Today is the 85th birthday of Calvin Trillin, the American journalist and humorist who writes about food, sexy carwashes, how to find a parking spot in Manhattan, and seat belts for dogs. When asked about being funny, he replied, “I always thought of writing humor as some sort of little, weird thing that I could do in the way some people could play the piano.”
Trillin was born in Kansas City. His father was a grocer who wanted Trillin to be president someday, but Trillin preferred to daydream about being a disc jockey. He admits he didn’t read much as kid, but at Yale University he became the chairman of the Yale Daily News and later covered civil rights for Time before becoming a staff writer at The New Yorker, where he stayed for more than 40 years. Trillin writes most often about American politics, culture, and food. One critic said, “Trillin is to food writing what Chaplin was to film acting.”

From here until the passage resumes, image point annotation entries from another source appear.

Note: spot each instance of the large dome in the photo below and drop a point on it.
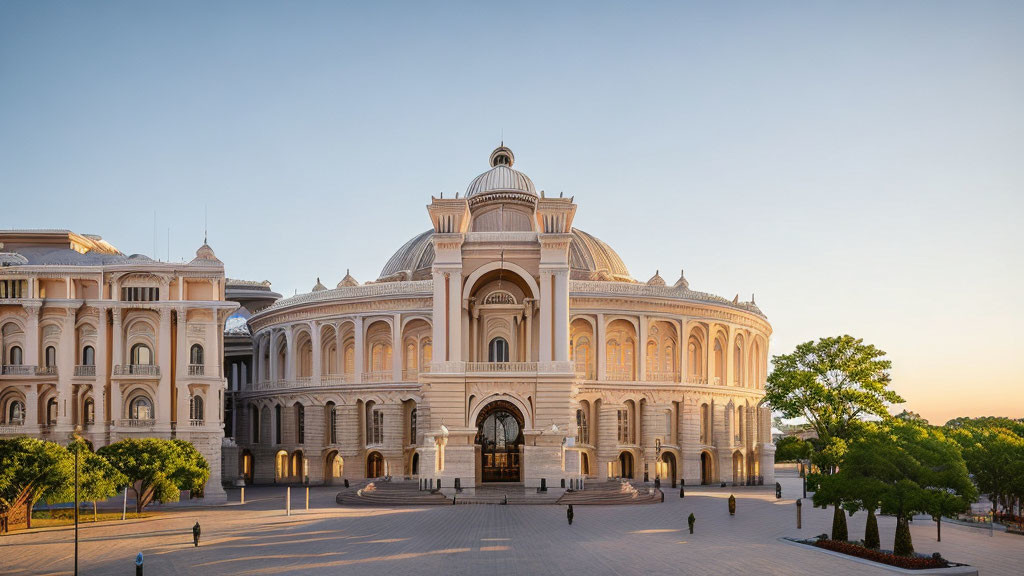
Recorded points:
(501, 176)
(590, 258)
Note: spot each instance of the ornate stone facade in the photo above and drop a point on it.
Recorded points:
(506, 345)
(121, 346)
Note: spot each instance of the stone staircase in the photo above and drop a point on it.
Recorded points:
(604, 493)
(385, 494)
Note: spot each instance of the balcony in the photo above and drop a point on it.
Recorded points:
(85, 370)
(18, 370)
(136, 370)
(136, 422)
(620, 374)
(662, 376)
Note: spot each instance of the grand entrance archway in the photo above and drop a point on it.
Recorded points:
(499, 433)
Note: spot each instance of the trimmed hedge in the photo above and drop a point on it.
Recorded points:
(909, 563)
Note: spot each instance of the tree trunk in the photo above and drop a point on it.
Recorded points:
(871, 539)
(903, 545)
(840, 532)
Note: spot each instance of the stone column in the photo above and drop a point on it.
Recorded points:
(164, 362)
(66, 369)
(397, 348)
(359, 353)
(32, 335)
(455, 317)
(102, 369)
(641, 374)
(181, 415)
(547, 316)
(561, 312)
(314, 336)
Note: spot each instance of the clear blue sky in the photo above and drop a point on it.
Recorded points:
(859, 166)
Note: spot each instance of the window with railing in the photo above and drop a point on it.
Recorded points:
(625, 429)
(139, 294)
(13, 289)
(583, 430)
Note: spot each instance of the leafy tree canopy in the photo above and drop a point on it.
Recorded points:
(834, 383)
(31, 469)
(158, 469)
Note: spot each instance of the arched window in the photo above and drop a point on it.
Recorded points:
(15, 412)
(583, 430)
(141, 355)
(332, 414)
(140, 408)
(196, 411)
(89, 411)
(276, 424)
(196, 355)
(51, 411)
(498, 351)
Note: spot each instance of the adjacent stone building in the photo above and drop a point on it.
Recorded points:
(504, 344)
(123, 346)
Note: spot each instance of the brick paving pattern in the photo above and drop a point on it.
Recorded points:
(257, 538)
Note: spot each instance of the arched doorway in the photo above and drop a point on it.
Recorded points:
(500, 435)
(375, 465)
(334, 468)
(705, 467)
(626, 464)
(667, 467)
(247, 466)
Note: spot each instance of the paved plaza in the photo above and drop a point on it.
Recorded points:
(258, 538)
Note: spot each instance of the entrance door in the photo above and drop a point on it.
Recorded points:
(500, 436)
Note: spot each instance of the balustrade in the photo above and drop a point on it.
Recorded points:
(136, 370)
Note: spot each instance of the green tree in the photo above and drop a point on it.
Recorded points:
(902, 468)
(833, 383)
(96, 478)
(792, 449)
(32, 469)
(993, 450)
(158, 469)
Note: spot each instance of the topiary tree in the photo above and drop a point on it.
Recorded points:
(158, 469)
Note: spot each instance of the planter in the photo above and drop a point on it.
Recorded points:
(952, 570)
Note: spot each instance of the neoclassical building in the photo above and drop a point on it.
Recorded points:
(122, 346)
(504, 344)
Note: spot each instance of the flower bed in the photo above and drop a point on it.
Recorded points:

Trillin writes a short column for The Nation called “Deadline Poet,” in which he pokes fun at politics and politicians. He once wrote. . .a short poem about Secretary of State Hilary Clinton’s presidential campaign: “So if playing the “woman card” really / Is entrenched now in Hillary’s plans, / She’s a bargain: Her president’s paycheck / Will be 10 percent less than a man’s.”
Calvin Trillin once wrote about a chicken in Chinatown who could beat humans at games of tic-tac-toe. His latest book is Jackson, 1964: And Other Dispatches from Fifty Years of Reporting on Race in America (2016).